Superintendent Larsen in the South Sanpete district says enrollment has grown modestly over the years, and there haven’t been any unusual spikes. In the North Sanpete district, Superintendent Sam Ray says based on informal observation, he expects enrollment to be up this year.

More than 800 people are working for the two districts. South Sanpete expects to have 185 teachers, including 19 new ones, plus about 325 paraeducators and classified staff this school year. North Sanpete is planning on 155 teachers, including 10-12 new ones, plus 200 classified employees.

“We want kids to get everything out of school they can,” says Superintendent Larsen of the South Sanpete district. “We want them to take college classes (while still in high school) and find out what they really want. We want them to take the vocational classes and find out how to solve problems….Leadership, participation in sports, music, home ec—all those things we want them to experience.”

Besides a rigorous curriculum and providing the best school experience possible, South Sanpete continues to emphasize college readiness, Larsen says.

The college has nurtured a relationship with Snow College for the past 10-15 years, he says. The college lets the district know what classes students need in high school to ease into various programs at Snow. “We have common goals,” Larsen says. “We want to keep kids in school. They want to keep kids at Snow. So we’re trying to guide them that way. It’s a real powerful connection.”

Sam Ray, superintendent in North Sanpete, says his district is in the fifth year of a five-year plan to implement a model called “Professional Learning Communities,” where teachers work in teams to try to get the best learning results possible.

The model is built around four questions, he says. First, “What do we expect all students (in a given grade or subject) to know and be able to do?” Second, “How do we know when they’ve got it?”

The third question is, “What do we do for those who don’t get it?” And the fourth question (the one North Sanpete is taking on this year) is, “What do we do for the student who already got it?;” in other words, the gifted and talented students.

“The whole idea is we empower teachers to work in teams,” Ray says. “We want all our first grade teachers to work together on how to teach first grade. We want all our secondary math teachers to work together on how to teach secondary math.”

The teachers have been developing assessment tools to be used across the district in specific elementary grades and secondary subjects, to find out if students are learning the things the teams determine to be critical.

“I’m not evaluating any of the teachers based on those results,” Ray says. “The teachers are evaluating themselves. And they’re sitting together…and saying, ‘Wow, you really did well on this. How did you teach it?…And they’re learning from each other.”

The South Sanpete district has a lot of new faces in its principal corps this year. Karen Soper, formerly principal at Manti Elementary, is now in charge at Manti High School. Josh Palmer, formerly with Central Utah Academy, the South Sanpete program at the Central Utah Correctional Facility, is the new assistant principal at Manti.

John Gillette, who was vice principal at the high school last year, is now principal at Ephraim Middle School. Michael Moon, a teacher at the school, has moved up to vice principal. And David Ipson, who was teaching at Manti Elementary School, has moved into the principalship replacing Soper.

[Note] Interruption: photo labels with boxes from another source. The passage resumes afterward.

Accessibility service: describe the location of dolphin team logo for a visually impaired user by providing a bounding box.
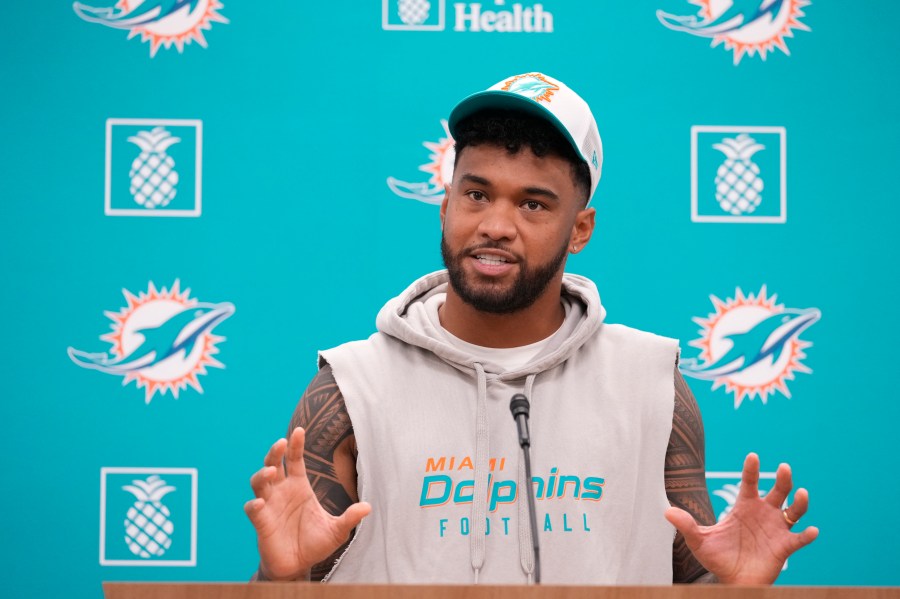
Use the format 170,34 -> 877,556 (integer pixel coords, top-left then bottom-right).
72,0 -> 228,57
69,279 -> 234,403
679,285 -> 822,408
500,73 -> 559,102
656,0 -> 811,64
387,119 -> 456,204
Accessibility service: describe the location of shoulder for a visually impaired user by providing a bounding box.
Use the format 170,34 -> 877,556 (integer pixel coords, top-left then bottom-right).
599,322 -> 678,347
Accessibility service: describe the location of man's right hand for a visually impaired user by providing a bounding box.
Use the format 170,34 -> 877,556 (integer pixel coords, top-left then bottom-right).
244,427 -> 372,580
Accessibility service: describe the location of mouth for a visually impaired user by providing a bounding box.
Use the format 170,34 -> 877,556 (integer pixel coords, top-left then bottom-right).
469,249 -> 517,277
475,254 -> 509,266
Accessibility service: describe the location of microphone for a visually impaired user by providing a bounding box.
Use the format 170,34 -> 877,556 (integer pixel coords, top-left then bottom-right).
509,393 -> 541,584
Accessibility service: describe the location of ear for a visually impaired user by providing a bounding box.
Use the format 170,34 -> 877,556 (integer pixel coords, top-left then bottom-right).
441,183 -> 450,231
569,208 -> 597,254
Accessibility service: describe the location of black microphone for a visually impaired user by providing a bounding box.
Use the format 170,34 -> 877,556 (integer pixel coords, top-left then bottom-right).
509,393 -> 541,584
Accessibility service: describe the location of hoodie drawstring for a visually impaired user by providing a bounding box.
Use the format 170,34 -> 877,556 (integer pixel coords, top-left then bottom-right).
517,374 -> 536,584
469,362 -> 490,584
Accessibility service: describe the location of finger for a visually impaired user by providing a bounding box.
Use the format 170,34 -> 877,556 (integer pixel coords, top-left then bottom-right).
335,501 -> 372,543
791,526 -> 819,553
263,439 -> 287,481
766,464 -> 794,508
738,453 -> 759,498
244,497 -> 266,529
284,426 -> 306,477
665,507 -> 700,547
250,466 -> 278,499
784,489 -> 809,522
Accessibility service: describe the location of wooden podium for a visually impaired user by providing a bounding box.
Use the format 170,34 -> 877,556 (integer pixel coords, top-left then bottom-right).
103,582 -> 900,599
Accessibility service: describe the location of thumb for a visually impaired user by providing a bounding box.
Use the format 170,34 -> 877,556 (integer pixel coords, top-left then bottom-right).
665,507 -> 700,543
336,501 -> 372,539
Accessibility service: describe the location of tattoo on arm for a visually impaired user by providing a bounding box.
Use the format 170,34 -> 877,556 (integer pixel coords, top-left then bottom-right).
666,368 -> 717,582
288,364 -> 357,580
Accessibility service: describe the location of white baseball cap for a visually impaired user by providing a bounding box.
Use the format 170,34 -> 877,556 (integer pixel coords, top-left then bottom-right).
448,73 -> 603,202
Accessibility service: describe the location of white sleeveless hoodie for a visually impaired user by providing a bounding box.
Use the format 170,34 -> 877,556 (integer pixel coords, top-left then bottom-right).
319,271 -> 678,585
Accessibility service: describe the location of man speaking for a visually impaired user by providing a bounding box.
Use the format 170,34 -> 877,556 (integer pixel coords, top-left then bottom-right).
245,73 -> 818,585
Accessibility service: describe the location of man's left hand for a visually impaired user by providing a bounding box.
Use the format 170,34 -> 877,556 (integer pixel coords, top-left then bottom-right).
666,453 -> 819,584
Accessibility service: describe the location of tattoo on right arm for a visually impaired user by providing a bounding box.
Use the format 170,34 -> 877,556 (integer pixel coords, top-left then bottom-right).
288,364 -> 358,580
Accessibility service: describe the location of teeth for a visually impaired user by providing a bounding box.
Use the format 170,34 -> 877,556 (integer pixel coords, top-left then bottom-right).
475,256 -> 506,266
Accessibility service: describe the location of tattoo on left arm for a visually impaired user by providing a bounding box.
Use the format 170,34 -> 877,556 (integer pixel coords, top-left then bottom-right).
666,368 -> 717,583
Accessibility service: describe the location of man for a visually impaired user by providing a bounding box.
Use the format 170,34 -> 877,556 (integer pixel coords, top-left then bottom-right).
245,73 -> 817,584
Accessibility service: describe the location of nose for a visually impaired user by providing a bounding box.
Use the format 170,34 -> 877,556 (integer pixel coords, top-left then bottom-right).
478,202 -> 516,241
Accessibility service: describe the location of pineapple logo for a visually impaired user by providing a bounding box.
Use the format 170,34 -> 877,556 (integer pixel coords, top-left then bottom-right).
68,279 -> 234,404
104,119 -> 203,216
72,0 -> 228,58
397,0 -> 431,25
387,119 -> 456,204
122,474 -> 175,558
713,133 -> 765,216
691,125 -> 787,224
678,285 -> 822,409
100,467 -> 197,566
128,127 -> 181,209
656,0 -> 811,65
381,0 -> 445,31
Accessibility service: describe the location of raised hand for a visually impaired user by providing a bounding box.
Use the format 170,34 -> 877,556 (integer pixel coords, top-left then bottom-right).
244,427 -> 372,580
666,453 -> 819,584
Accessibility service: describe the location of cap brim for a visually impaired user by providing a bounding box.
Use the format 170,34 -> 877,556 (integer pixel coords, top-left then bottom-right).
447,90 -> 584,160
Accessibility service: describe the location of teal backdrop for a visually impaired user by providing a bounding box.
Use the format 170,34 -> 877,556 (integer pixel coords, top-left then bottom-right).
0,0 -> 900,598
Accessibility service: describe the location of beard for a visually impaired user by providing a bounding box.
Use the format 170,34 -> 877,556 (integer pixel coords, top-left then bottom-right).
441,235 -> 569,314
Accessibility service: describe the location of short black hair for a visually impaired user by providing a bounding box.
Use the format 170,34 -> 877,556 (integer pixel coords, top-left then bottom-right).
453,109 -> 591,205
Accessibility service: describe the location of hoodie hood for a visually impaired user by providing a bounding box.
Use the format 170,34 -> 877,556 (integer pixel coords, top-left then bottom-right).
375,270 -> 606,380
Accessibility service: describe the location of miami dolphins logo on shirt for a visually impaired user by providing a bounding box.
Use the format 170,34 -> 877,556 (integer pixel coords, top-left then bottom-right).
656,0 -> 811,64
68,280 -> 234,403
678,285 -> 822,408
72,0 -> 228,57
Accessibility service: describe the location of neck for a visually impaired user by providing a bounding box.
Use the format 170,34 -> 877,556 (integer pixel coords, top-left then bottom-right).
438,273 -> 566,348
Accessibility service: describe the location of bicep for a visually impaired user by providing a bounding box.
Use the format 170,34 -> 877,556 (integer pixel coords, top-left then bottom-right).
665,368 -> 716,582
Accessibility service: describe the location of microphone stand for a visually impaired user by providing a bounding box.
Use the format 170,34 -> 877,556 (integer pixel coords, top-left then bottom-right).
509,393 -> 541,584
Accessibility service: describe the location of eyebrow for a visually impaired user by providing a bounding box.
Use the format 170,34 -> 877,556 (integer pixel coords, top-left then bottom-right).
460,173 -> 559,202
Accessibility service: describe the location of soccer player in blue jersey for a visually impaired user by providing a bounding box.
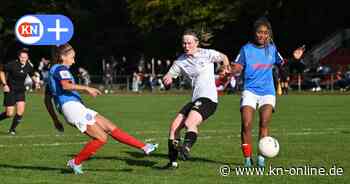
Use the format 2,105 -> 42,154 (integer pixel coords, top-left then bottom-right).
232,18 -> 304,167
45,44 -> 158,174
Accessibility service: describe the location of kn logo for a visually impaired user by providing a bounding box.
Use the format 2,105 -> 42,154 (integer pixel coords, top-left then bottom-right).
15,15 -> 74,45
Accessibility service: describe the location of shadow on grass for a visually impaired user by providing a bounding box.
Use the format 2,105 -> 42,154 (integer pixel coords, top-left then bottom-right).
0,164 -> 119,174
125,151 -> 242,168
68,155 -> 157,167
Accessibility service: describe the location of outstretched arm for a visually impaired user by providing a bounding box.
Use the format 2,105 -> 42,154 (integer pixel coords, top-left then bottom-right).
61,80 -> 102,97
163,62 -> 181,86
44,87 -> 64,132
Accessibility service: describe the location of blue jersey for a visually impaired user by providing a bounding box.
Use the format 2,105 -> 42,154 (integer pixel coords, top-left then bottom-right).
48,64 -> 82,111
235,43 -> 283,96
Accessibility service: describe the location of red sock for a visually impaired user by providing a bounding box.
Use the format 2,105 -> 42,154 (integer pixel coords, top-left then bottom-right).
111,128 -> 145,149
242,144 -> 252,157
74,139 -> 106,165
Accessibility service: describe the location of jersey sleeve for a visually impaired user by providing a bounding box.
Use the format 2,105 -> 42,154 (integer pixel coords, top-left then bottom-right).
28,61 -> 34,77
54,66 -> 73,81
273,45 -> 283,65
234,48 -> 246,67
209,49 -> 224,63
3,62 -> 14,72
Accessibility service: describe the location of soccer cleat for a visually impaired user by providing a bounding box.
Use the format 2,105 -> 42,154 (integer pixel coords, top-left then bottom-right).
164,162 -> 179,169
9,130 -> 16,135
244,157 -> 253,167
179,145 -> 190,161
257,155 -> 265,167
67,159 -> 84,174
142,143 -> 158,155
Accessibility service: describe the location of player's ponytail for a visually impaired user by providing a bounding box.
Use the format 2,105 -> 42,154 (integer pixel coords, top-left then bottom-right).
53,43 -> 73,64
253,17 -> 273,44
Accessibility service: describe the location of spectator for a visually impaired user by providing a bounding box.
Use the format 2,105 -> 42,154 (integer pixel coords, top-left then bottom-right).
215,67 -> 231,96
132,65 -> 144,92
38,57 -> 50,84
103,63 -> 113,93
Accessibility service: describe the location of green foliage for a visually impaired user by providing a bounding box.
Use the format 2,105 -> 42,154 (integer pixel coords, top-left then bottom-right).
127,0 -> 241,32
0,93 -> 350,184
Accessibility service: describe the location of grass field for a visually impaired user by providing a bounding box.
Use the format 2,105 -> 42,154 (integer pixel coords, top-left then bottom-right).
0,94 -> 350,184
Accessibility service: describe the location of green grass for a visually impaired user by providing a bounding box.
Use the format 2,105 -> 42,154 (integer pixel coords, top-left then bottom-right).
0,94 -> 350,184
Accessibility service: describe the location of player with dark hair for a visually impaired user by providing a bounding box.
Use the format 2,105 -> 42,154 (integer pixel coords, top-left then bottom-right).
45,44 -> 158,174
0,48 -> 34,135
232,18 -> 303,167
163,30 -> 229,168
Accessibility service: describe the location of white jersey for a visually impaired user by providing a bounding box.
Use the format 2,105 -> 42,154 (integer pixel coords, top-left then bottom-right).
168,48 -> 224,103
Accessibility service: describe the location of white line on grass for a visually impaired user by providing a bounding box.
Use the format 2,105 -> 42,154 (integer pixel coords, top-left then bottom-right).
0,131 -> 339,148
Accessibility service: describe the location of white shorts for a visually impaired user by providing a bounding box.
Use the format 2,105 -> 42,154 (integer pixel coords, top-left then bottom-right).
241,90 -> 276,109
62,101 -> 97,132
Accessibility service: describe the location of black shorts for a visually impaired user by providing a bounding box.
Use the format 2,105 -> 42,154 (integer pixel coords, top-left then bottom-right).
179,98 -> 218,121
4,91 -> 26,107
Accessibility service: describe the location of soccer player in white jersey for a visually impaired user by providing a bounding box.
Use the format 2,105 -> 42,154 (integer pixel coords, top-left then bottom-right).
45,44 -> 158,174
163,30 -> 229,168
232,18 -> 304,167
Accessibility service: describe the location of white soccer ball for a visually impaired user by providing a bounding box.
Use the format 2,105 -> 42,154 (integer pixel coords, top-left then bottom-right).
259,136 -> 280,158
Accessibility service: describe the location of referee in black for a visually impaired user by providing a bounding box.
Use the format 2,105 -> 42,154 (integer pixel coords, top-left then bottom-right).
0,48 -> 34,135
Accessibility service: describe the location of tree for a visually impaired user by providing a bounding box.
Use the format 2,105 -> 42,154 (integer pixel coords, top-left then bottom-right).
127,0 -> 241,44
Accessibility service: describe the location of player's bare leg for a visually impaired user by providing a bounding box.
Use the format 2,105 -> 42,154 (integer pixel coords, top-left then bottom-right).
0,106 -> 15,126
166,114 -> 185,168
9,101 -> 26,135
179,110 -> 203,160
96,114 -> 158,155
257,104 -> 273,167
241,106 -> 255,167
67,123 -> 108,174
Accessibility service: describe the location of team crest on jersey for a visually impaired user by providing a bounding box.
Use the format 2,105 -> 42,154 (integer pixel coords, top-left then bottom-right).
60,70 -> 72,79
268,54 -> 272,61
194,101 -> 202,109
85,113 -> 92,121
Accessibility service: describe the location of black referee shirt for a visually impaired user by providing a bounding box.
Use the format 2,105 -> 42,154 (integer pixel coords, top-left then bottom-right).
4,60 -> 34,92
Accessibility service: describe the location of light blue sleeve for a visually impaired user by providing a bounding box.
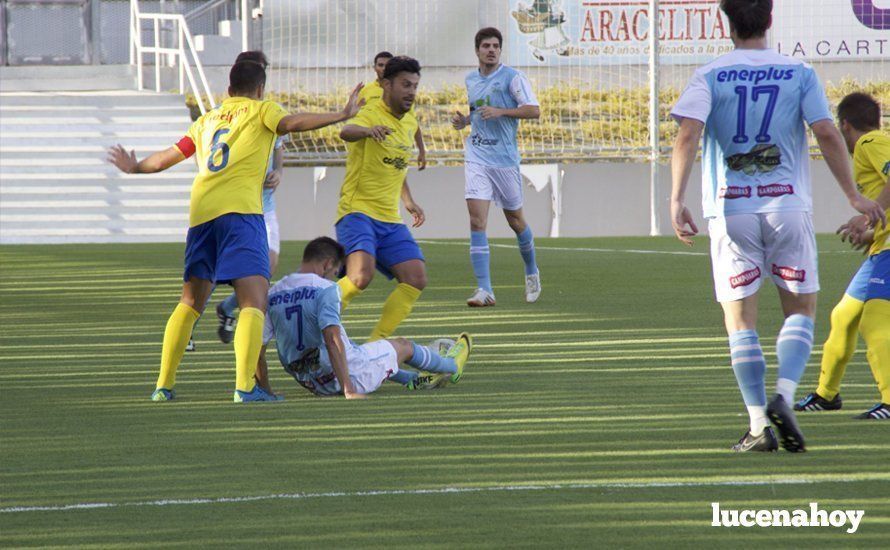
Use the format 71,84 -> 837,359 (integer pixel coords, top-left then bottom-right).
671,70 -> 712,123
800,67 -> 832,125
318,285 -> 340,330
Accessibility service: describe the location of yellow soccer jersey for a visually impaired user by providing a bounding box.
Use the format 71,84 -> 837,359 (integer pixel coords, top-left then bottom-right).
853,130 -> 890,255
176,97 -> 287,227
337,101 -> 417,223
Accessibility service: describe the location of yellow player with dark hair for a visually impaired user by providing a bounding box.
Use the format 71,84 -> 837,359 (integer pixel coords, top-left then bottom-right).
109,61 -> 361,403
794,93 -> 890,420
335,57 -> 426,340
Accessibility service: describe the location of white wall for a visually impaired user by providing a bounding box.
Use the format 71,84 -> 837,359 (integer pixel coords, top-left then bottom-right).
277,161 -> 855,240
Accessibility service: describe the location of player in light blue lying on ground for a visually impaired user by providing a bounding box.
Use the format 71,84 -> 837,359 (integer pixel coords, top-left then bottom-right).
250,237 -> 472,401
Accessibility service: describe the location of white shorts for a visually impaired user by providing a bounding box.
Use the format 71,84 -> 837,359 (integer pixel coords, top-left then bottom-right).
346,340 -> 399,393
708,212 -> 819,302
263,210 -> 281,254
464,162 -> 522,210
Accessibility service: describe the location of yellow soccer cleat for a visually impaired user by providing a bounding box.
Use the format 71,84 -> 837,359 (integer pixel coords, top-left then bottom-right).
445,332 -> 473,384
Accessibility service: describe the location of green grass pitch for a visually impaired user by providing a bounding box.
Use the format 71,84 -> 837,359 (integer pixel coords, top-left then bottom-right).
0,236 -> 890,548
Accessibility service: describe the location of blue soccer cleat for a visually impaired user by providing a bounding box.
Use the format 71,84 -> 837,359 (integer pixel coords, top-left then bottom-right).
235,384 -> 284,403
151,388 -> 176,401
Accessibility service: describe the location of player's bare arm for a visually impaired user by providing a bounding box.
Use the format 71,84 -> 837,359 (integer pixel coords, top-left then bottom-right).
479,105 -> 541,120
671,118 -> 705,246
414,126 -> 426,171
108,144 -> 186,174
340,124 -> 392,143
451,111 -> 470,130
402,178 -> 426,227
263,148 -> 284,191
810,119 -> 887,226
275,83 -> 365,136
321,325 -> 367,399
837,181 -> 890,250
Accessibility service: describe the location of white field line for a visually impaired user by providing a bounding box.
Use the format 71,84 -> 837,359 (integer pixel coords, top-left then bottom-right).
0,143 -> 170,154
0,474 -> 890,514
0,157 -> 105,167
0,185 -> 109,195
417,240 -> 861,256
417,239 -> 708,256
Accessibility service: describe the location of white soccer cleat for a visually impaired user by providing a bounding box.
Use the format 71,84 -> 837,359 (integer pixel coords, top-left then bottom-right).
467,288 -> 496,307
525,273 -> 541,304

With passage of HB 373 in the Utah Legislature, a measure appropriating $16 million for student mental health, both districts are putting together programs to identify students and families with mental health problems, and to connect them with community resources. Next year, the appropriation is supposed to double.

Jasmin Valka (right) helps Penny Lusk (left) who came to North Sanpete High School last week with her mother Scarlett Lusk to pick up Penny’s Ipad.

“We’re very, very excited,” Larsen says. “This is our No. 1 request from teachers, for mental health services.”

The South Sanpete district has added two part-time school nurses, which means it will have four nurses working in the schools. One of the main roles of the nurses will be working with counselors to address mental health needs. Next year the district hopes to add a clinical social worker to the team.

North Sanpete has added one part-time nurse, bringing its nurse corps to three part-timers. “That pretty much doubles the nursing services we’ve had in the past,” Ray says.

The district has also hired a social worker to cover the middle school and high school, and next year hopes to add a second social worker, which would be enough to have social worker coverage for all schools in the district, Ray says.